In the gospel of John, we see Jesus clearly transforming people, healing people, performing miracles that are “clues” to show the world that the Transformer, Savior, and Healer has arrived. The result of this is often personal transformation, healing, and saving. This healing is “soul” healing, and sometimes it’s manifested physically.
Sometimes we are healed when we just have faith and simply believe that Jesus will change us.
Sometimes we get healed when we resist all of the lies that have been told us and get up and follow Him.
And finally, we get healed of our “human condition,” when we let Jesus get close to us.
If the first example, we see faith heal a man’s son.
Jesus was developing something of a reputation for these signs. He was demonstrating things to show the world that he was indeed God Incarnate. These were meant to be clues to help people find Jesus, they weren’t the main events themselves. In fact, Jesus healing us and transforming us are “modern day” signs of His Glory. Jesus heals to bring glory to God. If we are serving Jesus to glorify ourselves, we really haven’t been healed of anything.
The man approaches Jesus and begs him to heal his son. And to Jesus himself, it would appear like it’s better to first believe before seeing (in fact, later on the book of John, after His resurrection, he tells the very same thing to his disciple, Thomas). The anxious father can’t help but do anything but ask again.

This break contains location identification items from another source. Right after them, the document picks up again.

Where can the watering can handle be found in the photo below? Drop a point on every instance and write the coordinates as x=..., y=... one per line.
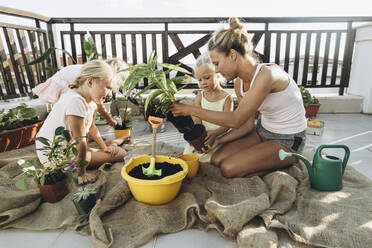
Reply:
x=155, y=121
x=346, y=157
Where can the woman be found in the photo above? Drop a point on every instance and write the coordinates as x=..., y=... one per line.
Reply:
x=246, y=149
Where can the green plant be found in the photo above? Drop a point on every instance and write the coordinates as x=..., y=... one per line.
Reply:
x=17, y=117
x=307, y=98
x=60, y=152
x=156, y=73
x=89, y=47
x=83, y=193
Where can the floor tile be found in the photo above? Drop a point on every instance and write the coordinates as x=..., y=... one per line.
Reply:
x=193, y=238
x=16, y=238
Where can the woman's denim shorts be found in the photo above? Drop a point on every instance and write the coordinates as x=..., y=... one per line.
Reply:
x=294, y=142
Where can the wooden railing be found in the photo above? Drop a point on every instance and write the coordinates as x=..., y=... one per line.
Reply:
x=318, y=58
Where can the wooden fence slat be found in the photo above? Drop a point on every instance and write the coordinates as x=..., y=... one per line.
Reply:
x=64, y=58
x=189, y=49
x=287, y=51
x=134, y=49
x=103, y=46
x=124, y=47
x=306, y=59
x=113, y=46
x=12, y=49
x=277, y=48
x=51, y=44
x=335, y=58
x=83, y=54
x=6, y=73
x=325, y=60
x=153, y=39
x=73, y=45
x=297, y=56
x=26, y=57
x=41, y=50
x=32, y=39
x=144, y=48
x=267, y=44
x=314, y=77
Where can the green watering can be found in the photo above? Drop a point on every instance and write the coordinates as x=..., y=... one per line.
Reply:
x=327, y=171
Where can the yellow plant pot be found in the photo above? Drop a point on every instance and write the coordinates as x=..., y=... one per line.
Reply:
x=192, y=162
x=154, y=192
x=121, y=133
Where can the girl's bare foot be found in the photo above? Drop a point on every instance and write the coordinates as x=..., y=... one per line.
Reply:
x=119, y=141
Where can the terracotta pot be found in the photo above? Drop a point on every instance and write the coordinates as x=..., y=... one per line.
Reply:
x=196, y=136
x=312, y=110
x=19, y=137
x=53, y=192
x=183, y=124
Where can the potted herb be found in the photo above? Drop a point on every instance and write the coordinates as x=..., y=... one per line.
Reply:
x=311, y=103
x=164, y=92
x=125, y=123
x=17, y=127
x=52, y=180
x=85, y=199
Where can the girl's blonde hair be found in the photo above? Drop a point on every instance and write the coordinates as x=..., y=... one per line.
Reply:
x=96, y=69
x=205, y=59
x=235, y=37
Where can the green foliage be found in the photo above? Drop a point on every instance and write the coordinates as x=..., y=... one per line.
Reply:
x=307, y=98
x=17, y=117
x=165, y=88
x=83, y=193
x=60, y=152
x=90, y=48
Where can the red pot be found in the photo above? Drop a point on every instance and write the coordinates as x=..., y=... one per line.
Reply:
x=19, y=137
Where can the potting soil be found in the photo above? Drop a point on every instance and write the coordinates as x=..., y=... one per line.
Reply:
x=167, y=169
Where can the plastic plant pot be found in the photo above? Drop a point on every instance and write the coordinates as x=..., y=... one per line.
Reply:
x=154, y=192
x=192, y=162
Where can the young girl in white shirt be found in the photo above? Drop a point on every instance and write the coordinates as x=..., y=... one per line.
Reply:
x=75, y=112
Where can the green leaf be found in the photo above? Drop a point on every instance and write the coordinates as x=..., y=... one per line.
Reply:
x=5, y=174
x=42, y=179
x=22, y=184
x=43, y=140
x=175, y=67
x=150, y=97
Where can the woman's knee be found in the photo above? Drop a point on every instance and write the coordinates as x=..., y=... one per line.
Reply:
x=216, y=158
x=228, y=170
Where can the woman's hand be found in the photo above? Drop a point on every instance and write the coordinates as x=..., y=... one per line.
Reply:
x=181, y=109
x=112, y=149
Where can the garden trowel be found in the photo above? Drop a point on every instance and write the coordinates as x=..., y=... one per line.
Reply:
x=150, y=171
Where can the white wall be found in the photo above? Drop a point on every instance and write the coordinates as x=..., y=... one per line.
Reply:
x=361, y=68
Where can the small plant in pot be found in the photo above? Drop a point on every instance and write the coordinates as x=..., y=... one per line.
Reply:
x=52, y=180
x=85, y=199
x=311, y=103
x=164, y=88
x=17, y=127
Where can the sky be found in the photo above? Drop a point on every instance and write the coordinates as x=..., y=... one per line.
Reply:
x=192, y=8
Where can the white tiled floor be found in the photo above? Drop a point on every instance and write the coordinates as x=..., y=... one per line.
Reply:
x=353, y=130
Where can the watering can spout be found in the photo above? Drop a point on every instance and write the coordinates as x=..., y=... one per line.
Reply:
x=283, y=155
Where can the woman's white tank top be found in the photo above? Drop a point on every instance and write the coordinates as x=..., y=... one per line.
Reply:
x=282, y=112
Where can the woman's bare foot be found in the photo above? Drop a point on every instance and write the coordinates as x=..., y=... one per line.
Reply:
x=119, y=141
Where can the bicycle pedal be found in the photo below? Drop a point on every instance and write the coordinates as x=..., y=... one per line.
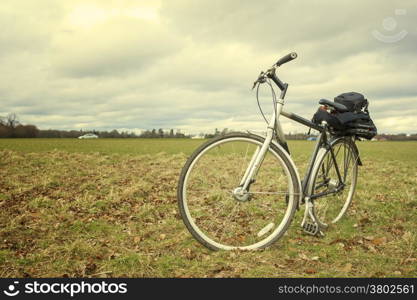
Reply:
x=311, y=228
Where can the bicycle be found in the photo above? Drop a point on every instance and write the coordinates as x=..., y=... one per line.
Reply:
x=241, y=190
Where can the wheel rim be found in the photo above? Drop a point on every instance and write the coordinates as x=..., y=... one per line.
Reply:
x=330, y=208
x=224, y=219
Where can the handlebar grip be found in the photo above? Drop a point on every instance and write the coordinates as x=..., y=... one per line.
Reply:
x=286, y=58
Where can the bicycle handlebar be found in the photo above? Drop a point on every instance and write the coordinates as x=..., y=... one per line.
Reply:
x=286, y=58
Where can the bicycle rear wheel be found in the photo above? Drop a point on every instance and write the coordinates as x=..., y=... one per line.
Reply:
x=336, y=195
x=212, y=208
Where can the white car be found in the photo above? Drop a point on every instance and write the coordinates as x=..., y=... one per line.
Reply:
x=88, y=136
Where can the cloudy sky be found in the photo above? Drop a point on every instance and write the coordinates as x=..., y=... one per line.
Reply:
x=190, y=64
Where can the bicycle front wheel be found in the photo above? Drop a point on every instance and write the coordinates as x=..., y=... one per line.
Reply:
x=219, y=217
x=334, y=195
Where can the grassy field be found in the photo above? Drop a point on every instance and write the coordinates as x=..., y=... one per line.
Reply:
x=107, y=208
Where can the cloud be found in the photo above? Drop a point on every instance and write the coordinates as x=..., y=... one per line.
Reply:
x=190, y=64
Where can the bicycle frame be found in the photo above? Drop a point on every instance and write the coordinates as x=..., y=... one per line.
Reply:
x=274, y=126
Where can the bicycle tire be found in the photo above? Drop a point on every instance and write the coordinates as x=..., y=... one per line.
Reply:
x=338, y=202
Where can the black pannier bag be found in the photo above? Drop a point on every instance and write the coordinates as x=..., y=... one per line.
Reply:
x=356, y=122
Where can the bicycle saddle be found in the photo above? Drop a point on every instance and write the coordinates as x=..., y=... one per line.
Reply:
x=337, y=106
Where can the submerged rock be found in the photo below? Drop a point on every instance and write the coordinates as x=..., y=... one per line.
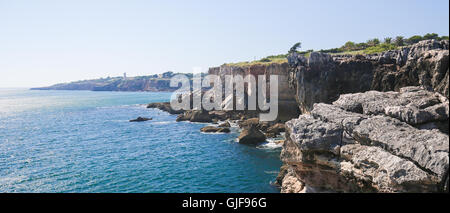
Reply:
x=251, y=136
x=226, y=124
x=164, y=106
x=141, y=119
x=213, y=129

Jesus wants us to believe in Him. He wants the royal official to believe that His son is healed through faith, and through nothing else. We are transformed by believing in Jesus and accepting his gift. Jesus’ point is that he doesn’t need to venture up the hills back to Capernaum to heal his son, he’s bring a truth that
Jesus, probably taking pity on the individual, and heals his son from a distance. I think his son gets healed right when Jesus says he does, but the beauty of the passage and the important thing to notice is that the line that John writes about the man’s faith. “The man took Jesus at his word.”

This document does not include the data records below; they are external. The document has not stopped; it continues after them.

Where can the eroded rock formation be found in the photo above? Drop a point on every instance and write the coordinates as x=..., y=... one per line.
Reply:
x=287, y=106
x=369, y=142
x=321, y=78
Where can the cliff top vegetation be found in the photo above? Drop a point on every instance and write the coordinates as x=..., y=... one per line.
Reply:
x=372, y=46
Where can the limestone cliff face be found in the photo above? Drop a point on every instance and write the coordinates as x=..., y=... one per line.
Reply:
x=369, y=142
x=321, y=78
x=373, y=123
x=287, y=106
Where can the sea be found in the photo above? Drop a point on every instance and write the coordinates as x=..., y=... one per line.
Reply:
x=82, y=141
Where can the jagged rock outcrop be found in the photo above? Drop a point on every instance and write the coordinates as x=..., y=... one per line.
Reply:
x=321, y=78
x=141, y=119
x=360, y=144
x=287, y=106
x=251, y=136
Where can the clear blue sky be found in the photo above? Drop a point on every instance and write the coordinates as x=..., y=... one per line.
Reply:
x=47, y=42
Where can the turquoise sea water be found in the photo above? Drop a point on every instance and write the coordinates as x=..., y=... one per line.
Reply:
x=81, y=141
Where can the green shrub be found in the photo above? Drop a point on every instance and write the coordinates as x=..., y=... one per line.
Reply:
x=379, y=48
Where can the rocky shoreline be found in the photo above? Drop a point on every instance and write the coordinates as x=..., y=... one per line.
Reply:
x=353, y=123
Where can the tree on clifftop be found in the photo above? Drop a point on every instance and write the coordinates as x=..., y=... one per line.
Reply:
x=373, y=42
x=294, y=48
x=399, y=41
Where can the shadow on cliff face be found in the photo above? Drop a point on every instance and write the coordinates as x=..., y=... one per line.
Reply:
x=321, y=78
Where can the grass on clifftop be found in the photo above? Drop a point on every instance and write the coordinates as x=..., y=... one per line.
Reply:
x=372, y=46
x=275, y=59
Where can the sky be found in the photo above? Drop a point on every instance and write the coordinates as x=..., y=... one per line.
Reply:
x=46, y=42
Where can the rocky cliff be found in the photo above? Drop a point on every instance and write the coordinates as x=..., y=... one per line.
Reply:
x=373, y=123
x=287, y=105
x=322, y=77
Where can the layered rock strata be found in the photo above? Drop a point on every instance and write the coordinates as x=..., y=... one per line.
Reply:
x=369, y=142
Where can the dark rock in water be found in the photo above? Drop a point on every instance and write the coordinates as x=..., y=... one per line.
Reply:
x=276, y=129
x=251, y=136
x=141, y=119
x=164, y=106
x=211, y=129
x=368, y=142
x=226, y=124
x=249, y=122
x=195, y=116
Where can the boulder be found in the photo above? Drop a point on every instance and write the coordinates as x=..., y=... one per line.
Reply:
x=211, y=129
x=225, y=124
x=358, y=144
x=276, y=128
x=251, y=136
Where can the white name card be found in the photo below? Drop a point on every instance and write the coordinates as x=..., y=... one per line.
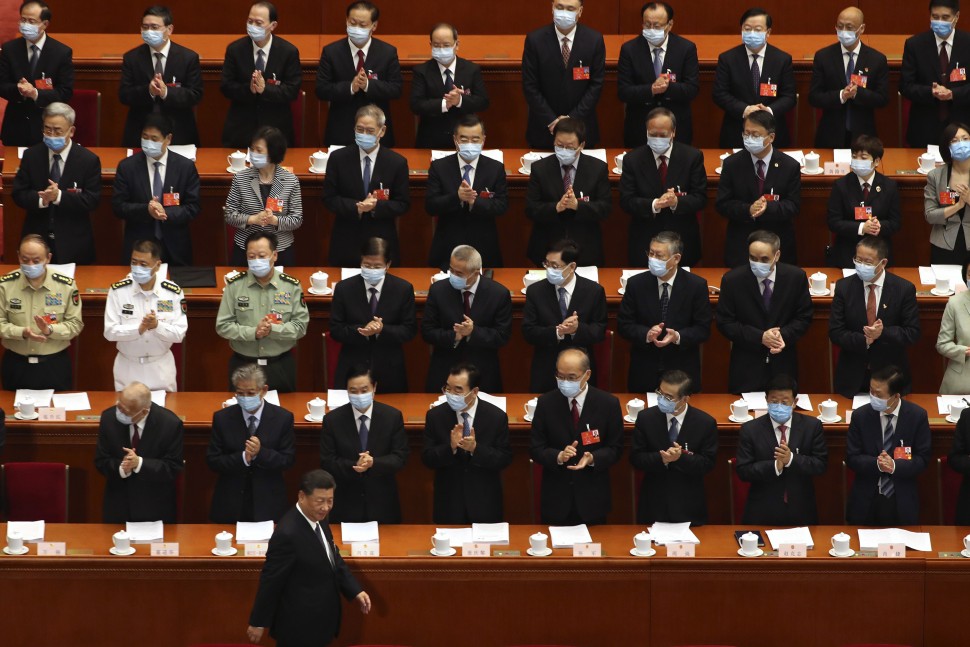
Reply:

I think that’s the moment where the man himself gets healed. It’s amazing, taking Jesus at his word, saves the man. Taking Jesus at His word saves us, and it develops us, and changes us. The man left the meeting with Jesus changed before he even saw evidence that what he said worked.
And so for us, I hope we can actually believe in what Jesus tells us. I hope we can believe that He has the power to heal us. Believe that he can change you, and look around you, and observe the transformed people around you—there are numerous signs of Jesus’ ability to heal and be changed.
This is hard, because the man asks Jesus to be healed—and it appears like he simply has to believe that Jesus can heal him to get there. Is that enough for you? Pray that you might have faith that God can restore you completely.